Presos no mundo conceitual (trecho do livro "Buda rebelde")

Presos no mundo conceitual

Se nos distraímos, o mundo conceitual nos toma por inteiro. É uma situação bem triste. Não podemos nem mesmo curtir um dia ensolarado, com as folhas sacudindo ao vento. Temos que rotular e, assim, passamos a viver com conceitos de sol, de vento, de folhas que se movem. Se apenas conseguíssemos deixá-los onde estão, não seria tão ruim, mas isso nunca acontece. A partir deles começa: “Ah, que legal, é tão bom estar aqui. É tão bonito, mas seria ainda melhor se o Sol estivesse brilhando daquele ângulo.” Quando caminhamos assim, não somos nós caminhando; é um conceito caminhando. Quando estamos comendo, não estamos realmente comendo — é um conceito que come. Quando estamos bebendo, não estamos realmente bebendo — é um conceito que bebe. Em um determinado momento, o todo se dissolve em conceitos.

Quando o mundo externo se reduz a um mundo conceitual, não somente perdemos uma parte importante de nós mesmos, perdemos também todas as coisas belas do mundo natural: as florestas, as flores, os pássaros e as lagoas.
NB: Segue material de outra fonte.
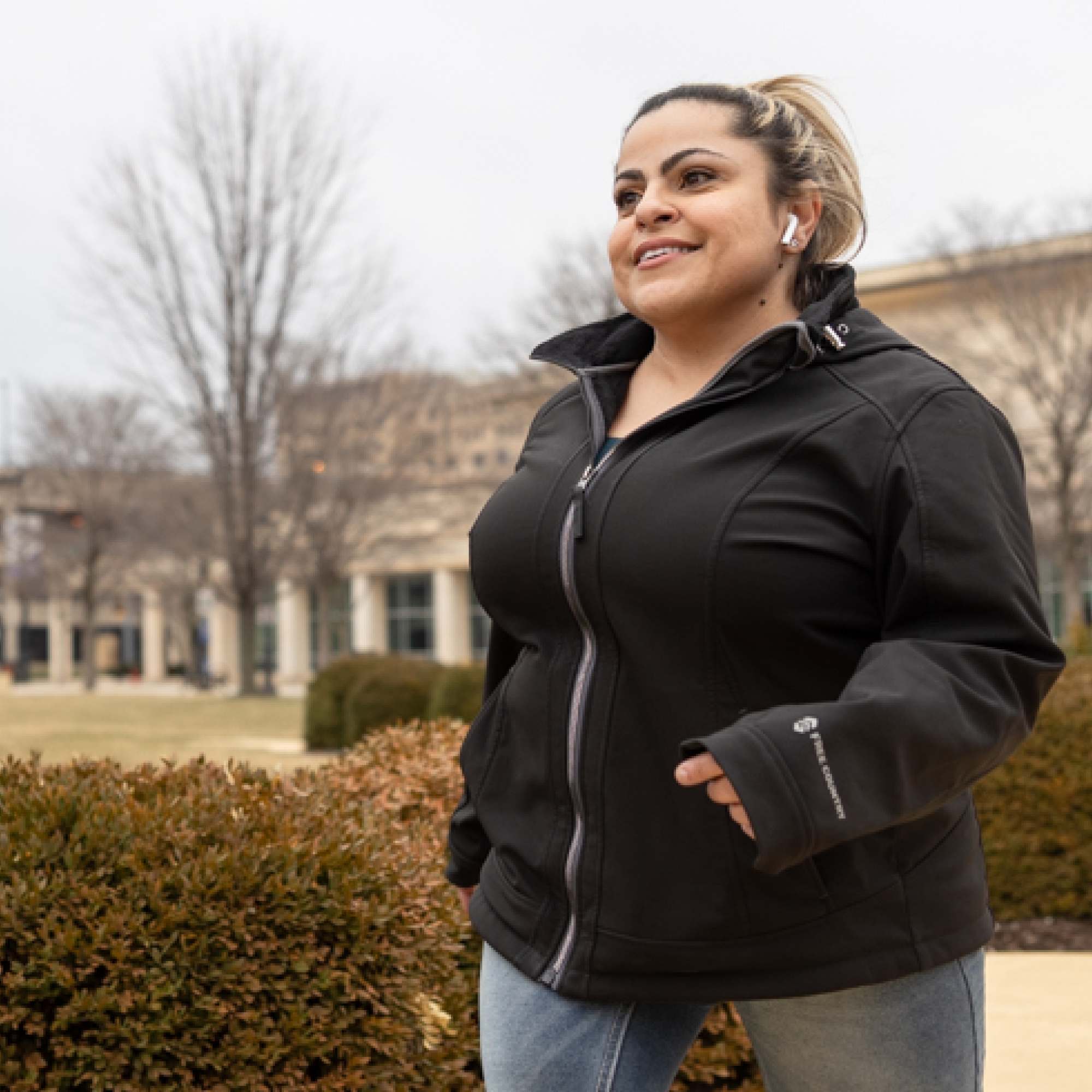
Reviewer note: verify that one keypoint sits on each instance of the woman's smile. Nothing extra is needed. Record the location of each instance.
(657, 253)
Nada leva a nenhuma experiência genuína. Então, nossas emoções entram em jogo, sobrecarregando os nossos pensamentos com a sua energia. Descobrimos que há coisas “boas”, que trazem “boas” emoções, e que há coisas “ruins”, que trazem emoções “ruins”. Quando vivemos assim todos os dias, tudo se torna muito cansativo, começamos a nos sentir exaustos e tudo fica pesado. Podemos pensar que o nosso cansaço vem do trabalho ou da família, mas, em muitos casos, não é nem um nem outro — é só a nossa mente. O que está nos deixando exaustos é a forma como nos relacionamos emocionalmente e conceitualmente com a vida. Corremos o risco de ficar tão presos ao reino dos conceitos que nada será inspirador, leve ou natural.

Essas três mentes — a perceptual, a conceitual e a emocional — são aspectos da mente relativa, nossa consciência mundana, que geralmente vivenciamos como um fluxo contínuo. Mas, na verdade, as percepções, pensamentos e emoções duram apenas instantes. São coisas impermanentes. Elas vêm e vão tão rapidamente que nem chegamos a ficar cientes da descontinuidade desse fluxo, do espaço que há entre cada evento mental. É como assistir a um filme de 35 mm. Sabemos que é composto por muitos quadros individuais, mas devido à velocidade com que se move, nunca percebemos quando um quadro termina e outro começa. Nunca vemos o espaço entre os quadros, da mesma forma que nunca vemos o espaço de consciência entre um pensamento e outro.

Acabamos vivendo em um mundo fabricado por esses três aspectos da mente relativa. Camada após camada, construímos uma realidade sólida, que acabou se tornando um fardo, confinando-nos a um espaço diminuto, a um cantinho de nosso ser, e deixando de fora muito do que realmente somos. Geralmente, pensamos em uma prisão como algo constituído por paredes e nos prisioneiros como as pessoas que estão ali dentro, retirados do mundo por causa de seus crimes. Os prisioneiros têm rotinas básicas que os acompanham ao longo do dia, mas as possibilidades de uma experiência plena e de um completo usufruto da vida estão bastante limitadas.

Estamos presos de forma semelhante, dentro dos muros do nosso mundo conceitual. O Buda ensinou que na base de tudo isso está a ignorância, o estado de não saber quem realmente somos, de não reconhecermos nosso estado natural de liberdade e, por isso, não realizarmos o nosso potencial para a felicidade, o contentamento e a fruição de nossa vida.

NOSSO ESTADO NATURAL DE LIBERDADE

Essa ignorância é um tipo de cegueira que nos leva a acreditar que o filme a que estamos assistindo é real. Como mencionei anteriormente, quando acreditamos que essa mente ocupada — esse fluxo de emoções e conceitos — é quem realmente somos, é como se estivéssemos dormindo e sonhando sem saber que estamos dormindo. Quando não sabemos que estamos dormindo em meio ao estado de sonho, não temos controle sobre nossa vida de sonho. O Buda ensinou que a chave para despertar e destravar a porta de nossa prisão é o autoconhecimento, que extingue a ignorância, como se alguém tivesse acendido uma luz em uma sala que esteve escura por um longo tempo. A luz imediatamente ilumina a sala toda, não importa quanto tempo tenha estado escurecida, e assim podemos ver o que não víamos antes — nossa verdadeira natureza, nosso estado natural de liberdade.